Deutsche Spieler im Fokus
"Wir werden in den nächsten Jahren bei unseren Transfers den Fokus auf deutsche Spieler legen", sagt Sportdirektor Stephane Richer, der den eingeschlagenen Weg weiter gehen möchte. "Nur so können wir den nächsten Schritt machen." Die Vertragsgespräche mit den eigenen deutschsprachigen Profis laufen bereits.
Das Kriterium für Neuzugänge ist klar umrissen: jung und deutsch. Der Münchner Martin Buchwieser, eines der größten Talente der Liga, gilt als einer der Wunschkandidaten. Die Topclubs aus Berlin und Mannheim buhlen ebenfalls um den 22 Jahre alten Goalgetter (sechs Tore).
Die Chancen der Hamburger im Werben um den jungen Nationalspieler stehen dennoch nicht schlecht. Denn Trainer Benoit Laporte setzt bei den Freezers auf junge Spieler, schenkt ihnen wie Wolf und Co. viel Eiszeit und Vertrauen.
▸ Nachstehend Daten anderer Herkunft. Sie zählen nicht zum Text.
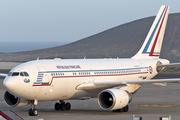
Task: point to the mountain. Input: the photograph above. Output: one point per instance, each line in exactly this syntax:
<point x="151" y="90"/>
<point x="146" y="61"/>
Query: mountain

Das könnte auch Buchwieser überzeugen. Der Coach genießt ein hohes Ansehen bei seinen Spielern.
"Er hat großen Anteil am Erfolg", sagt Verteidiger Rainer Köttstorfer. Zwar gilt der Trainer als harter Hund, er habe sich jedoch mit der Zeit etwas geändert, so Laporte selbst, der im vergangenen Dezember nach Hamburg gekommen war. Mittlerweile hat der Franko-Kanadier Dave King (2003 bis 2005) als Trainer mit der besten Punkteausbeute überholt. "Davon wusste ich selber gar nichts", sagt Laporte.
"Können noch besser"
In Richtung Konkurrenz macht er klare Ansagen: "Wir können noch besser spielen, viele Jungs haben noch Luft nach oben." Die Hamburger sind Laportes dritte DEL-Station nach Augsburg, Nürnberg und Ingolstadt. Die Ice Tigers führte er 2007 zur Vizemeisterschaft. Kann es für die Freezers ähnlich weit gehen? "Wir müssen auf dem Boden bleiben, es liegt noch viel Arbeit vor uns", sagt Laporte, "wir sind gut, aber noch nicht überragend".
Wenn in den kommenden Wochen die verletzten Leistungsträger zurückkehren, könnten die Hamburger den nächsten Sprung machen. Trotz aller mahnender Worte weiß auch Trainer Laporte, dass seine Jungs in dieser Saison bereits einiges geleistet haben und lässt Taten sprechen. Erst spendierte der Coach nach dem Sieg gegen München ein Bier in der Kabine, dann gab er seinen Spielern bis Dienstagabend frei. Kraft tanken für das nächste Spiel gegen Augsburg. Bei Laportes Ex-Verein werden die Freezers am Freitag den nächsten Angriff auf die Tabellenspitze wagen.